Sales of existing homes in the United States fell in August, and no region was spared in the stall, the National Association of Realtors said in a report Monday.
Existing-home sales, the bulk of the US housing market, dropped a hefty 4.8 percent to an annual rate of 5.31 million units, NAR said.
Sales slumped after three straight months of gains that had pushed the annual pace to a pre-recession high in July of 5.58 million homes, slightly revised downward from the originally reported figure.
The housing market has been one of the bright spots in the US economy, helping support a plodding recovery from the Great Recession.
The August fall was much larger than the 5.5 million houses pace analysts had expected. Year-over-year, though, sales were 6.2 percent higher than in August 2014.

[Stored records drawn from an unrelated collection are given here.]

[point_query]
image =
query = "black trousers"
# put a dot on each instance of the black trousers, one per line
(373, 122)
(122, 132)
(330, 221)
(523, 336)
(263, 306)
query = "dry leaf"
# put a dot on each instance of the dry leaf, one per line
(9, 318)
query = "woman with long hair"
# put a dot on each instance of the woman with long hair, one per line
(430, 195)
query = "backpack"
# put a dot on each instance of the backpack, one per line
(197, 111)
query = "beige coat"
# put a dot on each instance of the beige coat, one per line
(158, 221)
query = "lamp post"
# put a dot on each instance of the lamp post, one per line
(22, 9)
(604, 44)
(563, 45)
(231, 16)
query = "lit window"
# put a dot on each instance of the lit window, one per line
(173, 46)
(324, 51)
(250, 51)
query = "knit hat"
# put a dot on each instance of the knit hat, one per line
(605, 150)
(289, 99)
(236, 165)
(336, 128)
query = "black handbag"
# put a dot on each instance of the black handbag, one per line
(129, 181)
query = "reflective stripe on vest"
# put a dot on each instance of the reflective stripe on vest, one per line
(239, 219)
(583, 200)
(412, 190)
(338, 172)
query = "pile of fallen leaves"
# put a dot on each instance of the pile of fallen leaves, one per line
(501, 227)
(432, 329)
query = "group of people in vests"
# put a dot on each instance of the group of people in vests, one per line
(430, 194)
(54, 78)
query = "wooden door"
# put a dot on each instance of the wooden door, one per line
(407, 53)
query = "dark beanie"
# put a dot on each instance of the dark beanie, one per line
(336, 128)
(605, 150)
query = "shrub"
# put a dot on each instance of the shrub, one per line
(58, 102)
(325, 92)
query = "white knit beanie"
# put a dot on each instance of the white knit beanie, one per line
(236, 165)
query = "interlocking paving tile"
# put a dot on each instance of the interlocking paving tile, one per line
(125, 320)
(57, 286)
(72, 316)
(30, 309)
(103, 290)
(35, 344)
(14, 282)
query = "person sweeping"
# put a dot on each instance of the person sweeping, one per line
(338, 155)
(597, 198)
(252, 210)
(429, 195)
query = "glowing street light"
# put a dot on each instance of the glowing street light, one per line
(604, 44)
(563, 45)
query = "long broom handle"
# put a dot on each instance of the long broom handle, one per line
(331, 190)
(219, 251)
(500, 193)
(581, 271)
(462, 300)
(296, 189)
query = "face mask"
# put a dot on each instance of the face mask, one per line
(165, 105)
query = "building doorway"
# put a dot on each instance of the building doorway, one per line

Single-family homes led the August decline, with a 5.3 percent drop, but sales of condos and co-ops also fell, by 1.6 percent.
Sales fell in the Midwest, South and West, and were unchanged in the Northeast. The median sales price was $228,700, a 4.7 percent gain year-over-year.
Total inventory for sale rose 1.3 percent to 2.29 million, but was down 1.7 percent from a year ago. The number of homes for sale represented a 5.2–month supply at the current sales pace, up from 4.9 months in July.
"Sales activity was down in many parts of the country last month -- especially in the South and West -- as the persistent summer theme of tight inventory levels likely deterred some buyers," said Lawrence Yun, NAR chief economist, in a statement.
"The good news for the housing market is that price appreciation the last two months has started to moderate from the unhealthier rate of growth seen earlier this year."
Analysts said the August pullback was a correction from the July surge as the housing market normalizes.
"The August decline in home sales seems to be a hiccup given that sales are still trending upward over the past year and that the residential construction pipeline is also expanding," said Andres Carbacho-Burgos of Moody's Analytics.